3 Mart 2006 Cuma

mürekkebe batırılmış turuncu tarak

küçükken dedelerin bir tarağı olurdu arka ceplerinde taşır olmadık anlarda matrixten kaçmış gibi çıkarır saç tararlar sonra da namlusuna üfledikleri bi silahmış gibi yine ceplerine sokarlardı. biliyorum sen yine diyceksin ki diş fırçalarken de rusyaya bilgi sızdıran ajanlardı dedelerimiz. peki neden türk lirasındaki tarih benim doğum günümü gösteriyor, beni bulacaklar ve dedemi ortadan kaldırıcaklar, bundan adım gibi eminim. ( ve dedemle adaş olduğumuzu hatırlıyorsun dimi ) sana söylediğim gibi bu inek, tüyleri taranmadıkça kendini yalnız hissetmeye devam edicek, "işbuyüzden" sen yine süt alıp gel. biberonu yok ama ona minik dolmalık biberlerden keseler yaptım. içini süt doldurup bomba gibi atıyorum ağzına.

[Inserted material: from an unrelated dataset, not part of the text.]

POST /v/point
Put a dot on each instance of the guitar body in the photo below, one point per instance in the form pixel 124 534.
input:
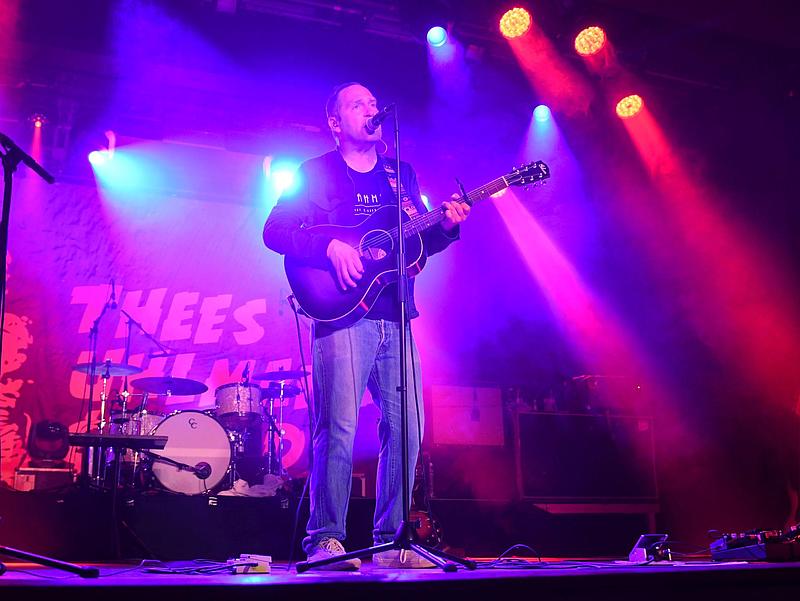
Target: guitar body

gümüş parlatan iki çocuk gördüm rüyamda. öyle sabırlı çalıştılar ki. nedense yapacak başka bir işleri yokmuş gibi elleri kuruyana kadar gümüş küllükleri parlattılar. bazen parlayan gümüş bi küllüğe benziyor hayat. parlayana kadar ellerimiz kuruyor. birkaç kişinin peşinden karmaşık yollarda bilmediğim bir mahalleye doğru yürümek istiyorum. sana söylediklerimi bu sefer ayakkabımın altına dikerim yolda iz bırakırız. ya da 3210'a mesaj atıp şakir'in çanına öyle bir melodi indiririm ki nereye gittiğimi ilk 8 notada anlarsın. hiçbilmediğimmahalleyegiderken sanaçoktanbenibulmaniçinipucubırakmışımdır

I see a picture by the lamps flicker
Isn't it strange how dreams fade and shimmer.
Never going to get to France.
Mary Queen of chance will they find you.